Hedging Issues

Can someone explain the differences between basis risk and cross hedging. Specifically, it seems that both are a result of a mismatch between the forward contract and the underlying being hedged. Am I missing something?

cross hedging is when you hedge a asset when a similar asset because you cannot buy/sell the first asset (eg: cross hedge cad$/us$ with cad/chy and chy/us). basis risk is when the spot - futures is not the same as when the futures were entered and when you lift the futures. this is a risk as you could lose money on the futures.

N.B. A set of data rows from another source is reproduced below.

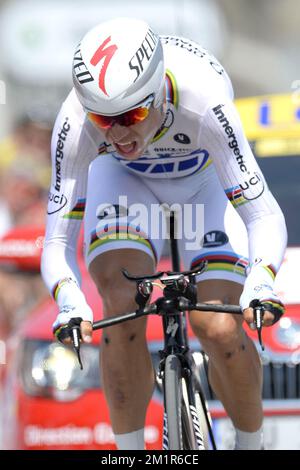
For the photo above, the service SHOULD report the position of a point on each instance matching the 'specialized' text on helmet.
(117, 65)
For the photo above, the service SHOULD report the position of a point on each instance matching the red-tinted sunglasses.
(131, 117)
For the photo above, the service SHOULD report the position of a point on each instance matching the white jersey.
(201, 134)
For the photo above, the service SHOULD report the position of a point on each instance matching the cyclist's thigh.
(224, 246)
(118, 219)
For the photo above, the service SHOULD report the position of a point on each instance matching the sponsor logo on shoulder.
(253, 187)
(56, 202)
(232, 141)
(59, 153)
(182, 138)
(214, 238)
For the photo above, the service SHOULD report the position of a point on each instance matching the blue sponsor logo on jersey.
(161, 164)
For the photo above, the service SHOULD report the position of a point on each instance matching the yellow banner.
(271, 117)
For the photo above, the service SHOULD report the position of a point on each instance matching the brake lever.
(258, 321)
(74, 326)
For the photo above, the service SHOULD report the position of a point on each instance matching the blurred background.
(257, 41)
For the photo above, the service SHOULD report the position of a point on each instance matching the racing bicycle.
(187, 422)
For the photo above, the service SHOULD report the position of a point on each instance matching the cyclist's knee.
(218, 329)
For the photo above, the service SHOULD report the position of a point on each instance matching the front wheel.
(179, 432)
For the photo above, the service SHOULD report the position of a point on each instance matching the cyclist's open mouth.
(126, 149)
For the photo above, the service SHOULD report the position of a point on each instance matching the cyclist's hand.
(274, 309)
(65, 316)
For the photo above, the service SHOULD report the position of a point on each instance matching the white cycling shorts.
(124, 210)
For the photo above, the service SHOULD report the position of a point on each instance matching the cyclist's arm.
(246, 188)
(71, 156)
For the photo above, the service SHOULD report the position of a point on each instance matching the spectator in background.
(24, 174)
(24, 180)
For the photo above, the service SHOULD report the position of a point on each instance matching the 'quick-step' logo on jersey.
(59, 154)
(143, 54)
(232, 141)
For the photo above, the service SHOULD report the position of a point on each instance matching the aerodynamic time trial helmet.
(117, 65)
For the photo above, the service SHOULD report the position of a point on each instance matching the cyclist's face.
(132, 141)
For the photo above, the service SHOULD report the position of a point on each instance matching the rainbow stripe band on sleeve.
(59, 284)
(113, 233)
(77, 212)
(222, 261)
(235, 196)
(277, 305)
(270, 270)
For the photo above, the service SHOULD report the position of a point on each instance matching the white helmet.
(117, 65)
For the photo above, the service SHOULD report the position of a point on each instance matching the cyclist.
(151, 120)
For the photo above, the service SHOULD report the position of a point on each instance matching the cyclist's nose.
(117, 132)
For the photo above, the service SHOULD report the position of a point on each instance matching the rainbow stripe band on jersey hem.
(115, 233)
(222, 261)
(270, 270)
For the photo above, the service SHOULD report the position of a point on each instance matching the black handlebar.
(179, 295)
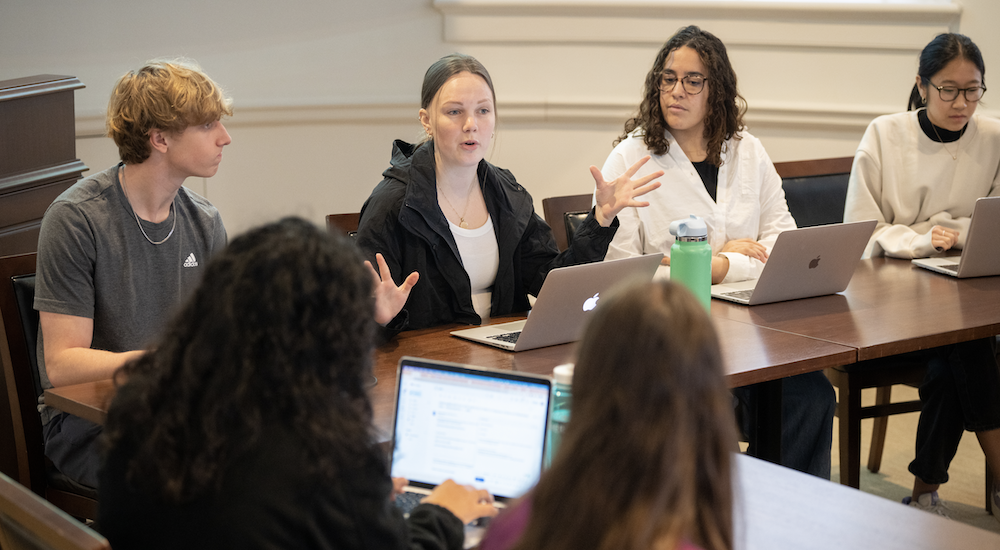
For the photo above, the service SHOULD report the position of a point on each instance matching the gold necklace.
(151, 241)
(468, 197)
(958, 142)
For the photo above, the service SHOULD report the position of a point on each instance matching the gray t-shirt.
(94, 262)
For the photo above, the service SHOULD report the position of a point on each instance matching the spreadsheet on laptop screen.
(474, 428)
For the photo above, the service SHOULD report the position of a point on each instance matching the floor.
(965, 491)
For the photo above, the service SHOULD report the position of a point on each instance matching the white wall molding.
(803, 116)
(869, 26)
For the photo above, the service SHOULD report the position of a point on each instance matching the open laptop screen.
(479, 427)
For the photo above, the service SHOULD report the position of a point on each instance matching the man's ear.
(158, 140)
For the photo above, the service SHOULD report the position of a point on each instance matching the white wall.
(321, 88)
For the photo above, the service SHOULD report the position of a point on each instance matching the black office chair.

And I would add that bill’s is just an example of basis risk and that basis risk is the risk that results from divergence of the hedging security from the hedged security. Cross-hedging is one way to make that really likely, but it happens despite your best efforts.

Thanks Joey, makes sense.

In the Stalla materials on CD, David Hetherington said that Joey’s definition of basis risk is the general understanding of “basis risk” by day-to-day practitioners. He said, however, for purposes of scoring points on CFAI’s exam, basis risk is only the risk that that [(spot price of the future’s underlying - futures price) <> 0] when you remove the hedge. Basically, according to CFAI’s material, the only way you can eliminate this risk is by removing the hedge at expiration (though I’m sure Joey can mention reasons why this might not be true, even if you hold to expiration). Anyway, I’m going to double-check that section (later), just to make sure.

" basis risk is only the risk that that [(spot price of the future’s underlying - futures price) <> 0] when you remove the hedge" is not really the goal. You want delta spot = delta futures.